Dyrrachion fait son entrée dans l’histoire de la monnaie vers 480 par une petite
émission de statères marqués d’une massue et de la lettre epsilon. La meilleure lecture
possible étant l’initiale d’Épidamne et la massue évoquant Héraclès, qui fut le fondateur
mythique de la ville, ce pourraient être des monnaies frappées à Corinthe sur du métal
procuré par la cité pour la guerre contre le Perse. Une deuxième émission est peut-être à
mettre en relation avec les troubles rapportés par Thucydide. Mais il faut attendre le
monnayage frappé par Corinthe et ses alliés afin de soutenir l’expédition de Timoléon en
Sicile, à partir de 344, pour qu’un ensemble important de monnaies puisse être attribué
en toute certitude à Dyrrachion : 44 coins de droit ont été identifiés. Aucune de ces
monnaies n’a été retrouvée en Illyrie tandis qu’elles circulent à l’ouest avec l’ensemble
des monnayages corinthiens associés à Timoléon.

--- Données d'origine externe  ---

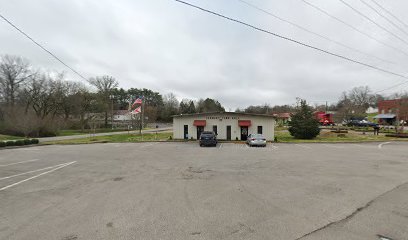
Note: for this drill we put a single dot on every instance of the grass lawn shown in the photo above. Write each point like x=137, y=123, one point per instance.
x=118, y=138
x=327, y=136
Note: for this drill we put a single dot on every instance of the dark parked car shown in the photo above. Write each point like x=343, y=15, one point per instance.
x=208, y=139
x=361, y=123
x=256, y=140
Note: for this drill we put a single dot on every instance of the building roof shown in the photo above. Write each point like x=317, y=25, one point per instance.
x=282, y=115
x=224, y=113
x=385, y=116
x=121, y=112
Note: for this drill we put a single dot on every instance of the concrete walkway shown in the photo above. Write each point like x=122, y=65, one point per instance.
x=50, y=139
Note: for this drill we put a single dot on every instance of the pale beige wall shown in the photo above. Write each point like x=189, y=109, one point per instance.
x=221, y=120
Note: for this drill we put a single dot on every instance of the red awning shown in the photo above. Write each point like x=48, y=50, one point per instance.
x=244, y=123
x=199, y=123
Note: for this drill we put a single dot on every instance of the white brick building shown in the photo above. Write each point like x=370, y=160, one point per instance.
x=227, y=125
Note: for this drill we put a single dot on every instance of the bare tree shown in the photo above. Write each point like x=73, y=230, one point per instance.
x=105, y=85
x=14, y=72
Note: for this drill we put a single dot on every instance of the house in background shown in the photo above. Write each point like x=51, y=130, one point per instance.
x=391, y=110
x=227, y=125
x=282, y=118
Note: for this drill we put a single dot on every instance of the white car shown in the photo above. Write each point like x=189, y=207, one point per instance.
x=256, y=140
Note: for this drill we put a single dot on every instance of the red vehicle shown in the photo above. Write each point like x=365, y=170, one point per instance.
x=325, y=119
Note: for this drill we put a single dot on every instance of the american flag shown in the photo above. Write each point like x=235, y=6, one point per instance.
x=137, y=101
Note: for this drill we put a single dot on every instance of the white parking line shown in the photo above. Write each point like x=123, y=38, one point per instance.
x=36, y=176
x=303, y=146
x=6, y=165
x=149, y=145
x=333, y=146
x=381, y=144
x=38, y=170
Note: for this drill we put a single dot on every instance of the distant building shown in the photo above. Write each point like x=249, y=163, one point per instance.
x=371, y=110
x=227, y=125
x=390, y=110
x=282, y=118
x=122, y=115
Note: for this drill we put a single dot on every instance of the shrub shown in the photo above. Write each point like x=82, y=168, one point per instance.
x=303, y=124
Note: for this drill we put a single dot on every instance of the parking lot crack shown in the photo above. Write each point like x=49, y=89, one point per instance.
x=354, y=213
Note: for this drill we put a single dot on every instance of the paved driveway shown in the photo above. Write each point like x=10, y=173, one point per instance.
x=51, y=139
x=182, y=191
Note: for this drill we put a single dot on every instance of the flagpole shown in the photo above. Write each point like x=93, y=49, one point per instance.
x=141, y=127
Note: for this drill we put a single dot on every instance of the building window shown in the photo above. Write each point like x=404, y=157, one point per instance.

On a longtemps pensé que ces statères auraient constitué le premier monnayage de
Dyrrachion, avant les statères à types corcyréens. Mais A. Meta a tiré de l’analyse des
trésors et de l’évolution technique la preuve que la frappe de ceux-ci avait débuté dès les
années 375-370, et qu’ils étaient restés en usage jusque vers 280. Pendant un certain
temps, la cité a donc utilisé parallèlement deux monnayages aux types et au poids
différents. Mais il faut aussitôt relever que ces deux monnaies n’avaient pas le même
usage : les statères à la vache allaitant ne se retrouvent jamais en Sicile et ne servent
qu’aux relations avec les Illyriens. Les deux villes commerçaient avec les Illyriens depuis
leur fondation, comme le prouve la présence chez ceux-ci de céramiques et d’objets
corinthiens. Mais ce commerce s’est effectué pendant des décennies sans utilisation de
la monnaie. A. Meta associe judicieusement la création du monnayage à la vache allaitant
avec le développement en pays illyrien de forces d’hoplites armés d’une cuirasse à la
grecque, qui devaient percevoir une solde.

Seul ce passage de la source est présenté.